The bulk of CML's research was done at Southwark Elementary School in South Philadelphia.

Researchers interviewed 30 children, asking them to trace the route they walk to school on a digital map using software created by Maughan.

The maps highlighted food vendors, and the children told researchers which stores they stopped at on the way to and from school and what they bought.

Karen Grundy, research coordinator at the Weight and Eating Disorders Program, said that a larger survey of 600 students showed that 50 percent of children buy food or drink on the way to school, spending an average of $2. The pattern repeats on the way home from school.

The Food Trust will use the data gathered by the University to target the most-frequented vendors for intervention.

Workers with the Food Trust's Corner Store Campaign ? a project receiving funding from the Robert Wood Johnson Foundation ? have been approaching corner-store owners, asking them to create displays of healthy food at the front of their stores to attract kids.

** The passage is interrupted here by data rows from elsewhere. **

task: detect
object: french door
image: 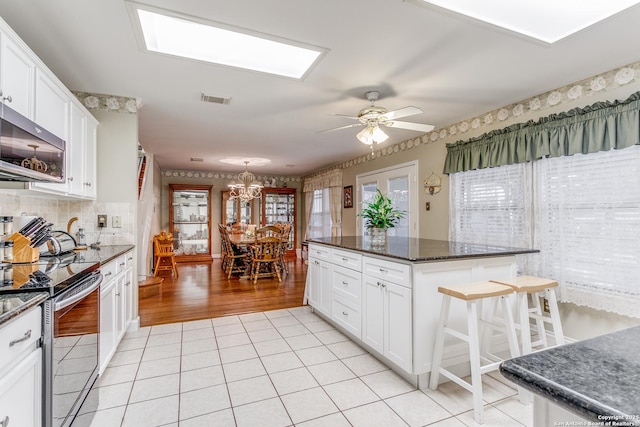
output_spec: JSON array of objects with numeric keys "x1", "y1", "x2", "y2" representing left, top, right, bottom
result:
[{"x1": 356, "y1": 161, "x2": 418, "y2": 237}]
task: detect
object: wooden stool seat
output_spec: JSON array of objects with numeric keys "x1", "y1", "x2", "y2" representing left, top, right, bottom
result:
[
  {"x1": 429, "y1": 281, "x2": 522, "y2": 424},
  {"x1": 139, "y1": 276, "x2": 163, "y2": 298},
  {"x1": 490, "y1": 275, "x2": 564, "y2": 356},
  {"x1": 490, "y1": 275, "x2": 558, "y2": 293},
  {"x1": 438, "y1": 281, "x2": 514, "y2": 300}
]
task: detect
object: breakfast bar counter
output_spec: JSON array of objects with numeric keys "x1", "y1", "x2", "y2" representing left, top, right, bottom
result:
[
  {"x1": 305, "y1": 236, "x2": 538, "y2": 385},
  {"x1": 500, "y1": 325, "x2": 640, "y2": 427}
]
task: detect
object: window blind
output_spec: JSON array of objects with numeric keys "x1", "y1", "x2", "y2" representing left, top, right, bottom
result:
[
  {"x1": 449, "y1": 163, "x2": 532, "y2": 249},
  {"x1": 534, "y1": 146, "x2": 640, "y2": 317}
]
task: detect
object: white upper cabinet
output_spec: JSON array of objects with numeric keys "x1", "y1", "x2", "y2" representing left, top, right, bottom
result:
[
  {"x1": 0, "y1": 17, "x2": 98, "y2": 200},
  {"x1": 34, "y1": 69, "x2": 69, "y2": 140},
  {"x1": 0, "y1": 31, "x2": 35, "y2": 118}
]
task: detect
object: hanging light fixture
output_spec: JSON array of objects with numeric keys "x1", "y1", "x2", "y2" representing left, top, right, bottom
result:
[
  {"x1": 228, "y1": 161, "x2": 263, "y2": 201},
  {"x1": 356, "y1": 124, "x2": 389, "y2": 145}
]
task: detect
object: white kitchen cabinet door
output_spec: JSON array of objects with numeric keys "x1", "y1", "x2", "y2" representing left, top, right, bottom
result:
[
  {"x1": 123, "y1": 265, "x2": 134, "y2": 327},
  {"x1": 0, "y1": 31, "x2": 35, "y2": 118},
  {"x1": 384, "y1": 282, "x2": 412, "y2": 372},
  {"x1": 99, "y1": 280, "x2": 116, "y2": 373},
  {"x1": 34, "y1": 69, "x2": 68, "y2": 139},
  {"x1": 115, "y1": 275, "x2": 127, "y2": 342},
  {"x1": 83, "y1": 118, "x2": 97, "y2": 199},
  {"x1": 362, "y1": 275, "x2": 384, "y2": 354},
  {"x1": 32, "y1": 69, "x2": 69, "y2": 194},
  {"x1": 67, "y1": 102, "x2": 86, "y2": 196},
  {"x1": 308, "y1": 257, "x2": 332, "y2": 316},
  {"x1": 0, "y1": 347, "x2": 42, "y2": 427}
]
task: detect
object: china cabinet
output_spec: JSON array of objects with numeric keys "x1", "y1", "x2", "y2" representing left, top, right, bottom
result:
[
  {"x1": 221, "y1": 190, "x2": 254, "y2": 226},
  {"x1": 169, "y1": 184, "x2": 213, "y2": 262},
  {"x1": 260, "y1": 187, "x2": 296, "y2": 255}
]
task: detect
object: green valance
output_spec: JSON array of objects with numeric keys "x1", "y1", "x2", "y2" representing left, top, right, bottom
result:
[{"x1": 443, "y1": 91, "x2": 640, "y2": 174}]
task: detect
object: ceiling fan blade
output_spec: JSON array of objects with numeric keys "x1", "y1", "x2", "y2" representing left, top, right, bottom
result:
[
  {"x1": 317, "y1": 123, "x2": 364, "y2": 134},
  {"x1": 384, "y1": 120, "x2": 434, "y2": 133},
  {"x1": 331, "y1": 113, "x2": 360, "y2": 120},
  {"x1": 380, "y1": 106, "x2": 422, "y2": 121}
]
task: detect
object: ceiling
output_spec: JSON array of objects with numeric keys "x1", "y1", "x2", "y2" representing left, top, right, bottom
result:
[{"x1": 2, "y1": 1, "x2": 640, "y2": 176}]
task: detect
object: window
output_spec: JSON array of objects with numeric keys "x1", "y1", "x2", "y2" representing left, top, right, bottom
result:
[
  {"x1": 449, "y1": 145, "x2": 640, "y2": 318},
  {"x1": 308, "y1": 188, "x2": 331, "y2": 239},
  {"x1": 535, "y1": 146, "x2": 640, "y2": 317},
  {"x1": 356, "y1": 161, "x2": 418, "y2": 237},
  {"x1": 449, "y1": 163, "x2": 531, "y2": 249}
]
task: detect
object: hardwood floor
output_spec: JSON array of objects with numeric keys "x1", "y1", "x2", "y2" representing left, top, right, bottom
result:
[{"x1": 138, "y1": 257, "x2": 308, "y2": 327}]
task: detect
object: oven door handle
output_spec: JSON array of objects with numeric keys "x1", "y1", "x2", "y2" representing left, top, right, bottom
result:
[{"x1": 54, "y1": 274, "x2": 104, "y2": 311}]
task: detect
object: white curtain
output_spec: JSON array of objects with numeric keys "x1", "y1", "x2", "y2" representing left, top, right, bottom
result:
[{"x1": 303, "y1": 168, "x2": 342, "y2": 239}]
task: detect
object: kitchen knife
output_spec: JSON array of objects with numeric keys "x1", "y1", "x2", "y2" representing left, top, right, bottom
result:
[{"x1": 19, "y1": 217, "x2": 43, "y2": 237}]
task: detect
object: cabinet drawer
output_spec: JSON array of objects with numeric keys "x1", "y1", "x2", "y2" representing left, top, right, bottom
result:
[
  {"x1": 101, "y1": 259, "x2": 118, "y2": 281},
  {"x1": 124, "y1": 251, "x2": 134, "y2": 269},
  {"x1": 363, "y1": 256, "x2": 411, "y2": 286},
  {"x1": 308, "y1": 244, "x2": 331, "y2": 262},
  {"x1": 332, "y1": 265, "x2": 362, "y2": 303},
  {"x1": 331, "y1": 295, "x2": 361, "y2": 338},
  {"x1": 0, "y1": 306, "x2": 41, "y2": 367},
  {"x1": 115, "y1": 254, "x2": 127, "y2": 274},
  {"x1": 331, "y1": 248, "x2": 362, "y2": 271}
]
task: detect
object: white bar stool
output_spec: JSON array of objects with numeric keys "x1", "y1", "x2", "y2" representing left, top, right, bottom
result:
[
  {"x1": 429, "y1": 281, "x2": 521, "y2": 424},
  {"x1": 490, "y1": 276, "x2": 565, "y2": 355}
]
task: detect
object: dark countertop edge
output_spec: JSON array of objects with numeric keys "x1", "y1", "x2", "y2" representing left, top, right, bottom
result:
[
  {"x1": 308, "y1": 240, "x2": 538, "y2": 262},
  {"x1": 92, "y1": 244, "x2": 135, "y2": 265},
  {"x1": 0, "y1": 292, "x2": 48, "y2": 327},
  {"x1": 0, "y1": 245, "x2": 134, "y2": 327},
  {"x1": 500, "y1": 360, "x2": 639, "y2": 426}
]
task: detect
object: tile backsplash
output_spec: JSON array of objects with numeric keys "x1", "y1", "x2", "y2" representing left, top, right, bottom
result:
[{"x1": 0, "y1": 193, "x2": 135, "y2": 246}]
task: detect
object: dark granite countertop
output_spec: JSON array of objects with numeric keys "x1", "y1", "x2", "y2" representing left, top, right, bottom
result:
[
  {"x1": 308, "y1": 236, "x2": 538, "y2": 262},
  {"x1": 500, "y1": 325, "x2": 640, "y2": 426},
  {"x1": 0, "y1": 245, "x2": 134, "y2": 327},
  {"x1": 0, "y1": 292, "x2": 48, "y2": 327},
  {"x1": 74, "y1": 244, "x2": 135, "y2": 265}
]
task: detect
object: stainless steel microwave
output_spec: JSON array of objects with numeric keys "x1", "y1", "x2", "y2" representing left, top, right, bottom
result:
[{"x1": 0, "y1": 104, "x2": 66, "y2": 183}]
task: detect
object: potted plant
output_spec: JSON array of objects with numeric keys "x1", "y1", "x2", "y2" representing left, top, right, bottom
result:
[{"x1": 358, "y1": 189, "x2": 406, "y2": 246}]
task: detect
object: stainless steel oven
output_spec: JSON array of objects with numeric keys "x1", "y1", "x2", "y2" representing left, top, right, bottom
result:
[{"x1": 42, "y1": 269, "x2": 102, "y2": 427}]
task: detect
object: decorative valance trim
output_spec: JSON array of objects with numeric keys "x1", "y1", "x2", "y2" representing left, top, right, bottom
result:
[
  {"x1": 443, "y1": 91, "x2": 640, "y2": 174},
  {"x1": 303, "y1": 168, "x2": 342, "y2": 192}
]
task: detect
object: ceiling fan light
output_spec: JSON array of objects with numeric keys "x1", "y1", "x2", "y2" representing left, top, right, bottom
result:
[
  {"x1": 372, "y1": 126, "x2": 388, "y2": 143},
  {"x1": 356, "y1": 127, "x2": 375, "y2": 145}
]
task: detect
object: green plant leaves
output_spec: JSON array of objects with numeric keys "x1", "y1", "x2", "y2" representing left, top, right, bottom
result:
[{"x1": 357, "y1": 189, "x2": 406, "y2": 230}]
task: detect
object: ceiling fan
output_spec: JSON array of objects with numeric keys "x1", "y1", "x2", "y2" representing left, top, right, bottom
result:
[{"x1": 319, "y1": 91, "x2": 434, "y2": 145}]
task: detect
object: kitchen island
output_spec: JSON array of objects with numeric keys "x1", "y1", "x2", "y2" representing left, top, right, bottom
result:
[
  {"x1": 306, "y1": 236, "x2": 538, "y2": 386},
  {"x1": 500, "y1": 325, "x2": 640, "y2": 427}
]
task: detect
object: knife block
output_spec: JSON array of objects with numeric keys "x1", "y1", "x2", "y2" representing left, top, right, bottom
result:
[{"x1": 7, "y1": 233, "x2": 40, "y2": 264}]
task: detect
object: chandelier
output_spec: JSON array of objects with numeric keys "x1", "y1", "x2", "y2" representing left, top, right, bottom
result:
[{"x1": 228, "y1": 161, "x2": 263, "y2": 201}]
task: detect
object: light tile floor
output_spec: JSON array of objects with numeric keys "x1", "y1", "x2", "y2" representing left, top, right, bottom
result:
[{"x1": 73, "y1": 306, "x2": 533, "y2": 427}]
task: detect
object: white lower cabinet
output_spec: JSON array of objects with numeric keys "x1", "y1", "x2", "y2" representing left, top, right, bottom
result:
[
  {"x1": 0, "y1": 347, "x2": 42, "y2": 427},
  {"x1": 99, "y1": 250, "x2": 134, "y2": 373},
  {"x1": 362, "y1": 275, "x2": 412, "y2": 372},
  {"x1": 307, "y1": 253, "x2": 332, "y2": 317},
  {"x1": 0, "y1": 306, "x2": 42, "y2": 427}
]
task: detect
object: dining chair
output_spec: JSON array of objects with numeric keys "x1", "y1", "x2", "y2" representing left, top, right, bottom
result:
[
  {"x1": 256, "y1": 225, "x2": 281, "y2": 239},
  {"x1": 220, "y1": 227, "x2": 248, "y2": 279},
  {"x1": 153, "y1": 231, "x2": 178, "y2": 278},
  {"x1": 218, "y1": 224, "x2": 229, "y2": 271},
  {"x1": 248, "y1": 236, "x2": 282, "y2": 283}
]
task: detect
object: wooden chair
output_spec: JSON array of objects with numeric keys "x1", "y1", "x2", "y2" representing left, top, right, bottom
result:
[
  {"x1": 248, "y1": 236, "x2": 282, "y2": 283},
  {"x1": 273, "y1": 222, "x2": 292, "y2": 275},
  {"x1": 256, "y1": 225, "x2": 281, "y2": 239},
  {"x1": 220, "y1": 227, "x2": 249, "y2": 279},
  {"x1": 153, "y1": 232, "x2": 178, "y2": 278}
]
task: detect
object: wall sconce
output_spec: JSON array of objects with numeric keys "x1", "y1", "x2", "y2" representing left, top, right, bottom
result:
[{"x1": 424, "y1": 172, "x2": 442, "y2": 195}]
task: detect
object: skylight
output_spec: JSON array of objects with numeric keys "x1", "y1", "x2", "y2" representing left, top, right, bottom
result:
[
  {"x1": 419, "y1": 0, "x2": 640, "y2": 43},
  {"x1": 131, "y1": 5, "x2": 324, "y2": 79}
]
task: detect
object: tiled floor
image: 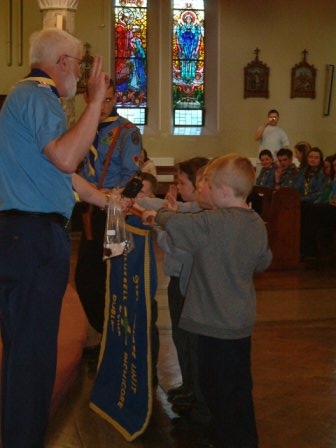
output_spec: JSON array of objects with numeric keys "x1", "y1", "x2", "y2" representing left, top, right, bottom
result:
[{"x1": 45, "y1": 234, "x2": 336, "y2": 448}]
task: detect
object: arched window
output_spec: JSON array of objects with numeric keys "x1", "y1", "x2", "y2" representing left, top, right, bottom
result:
[
  {"x1": 114, "y1": 0, "x2": 148, "y2": 125},
  {"x1": 172, "y1": 0, "x2": 205, "y2": 127}
]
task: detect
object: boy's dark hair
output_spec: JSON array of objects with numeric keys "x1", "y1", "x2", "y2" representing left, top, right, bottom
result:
[
  {"x1": 277, "y1": 148, "x2": 293, "y2": 159},
  {"x1": 85, "y1": 78, "x2": 115, "y2": 96},
  {"x1": 138, "y1": 171, "x2": 158, "y2": 193},
  {"x1": 142, "y1": 148, "x2": 149, "y2": 162},
  {"x1": 268, "y1": 109, "x2": 279, "y2": 116},
  {"x1": 177, "y1": 157, "x2": 209, "y2": 188},
  {"x1": 259, "y1": 149, "x2": 273, "y2": 159},
  {"x1": 108, "y1": 78, "x2": 115, "y2": 91}
]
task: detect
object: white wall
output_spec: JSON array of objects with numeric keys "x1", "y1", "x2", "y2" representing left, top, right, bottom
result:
[{"x1": 218, "y1": 0, "x2": 336, "y2": 158}]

Before this campaign, programs to combat childhood obesity focused on school-based intervention programs only.

Hannah Burton, a senior associate at the Food Trust, noted that training teachers to educate their students about proper nutrition is a somewhat futile pursuit when there are stores stocked with candy and chips just across the street.

"It was really undermining their efforts," Burton said.

Currently, the CML is analyzing data collected this spring.

The CML is expecting a grant from the National Institutes for Health to conduct a similar study regarding children and shootings.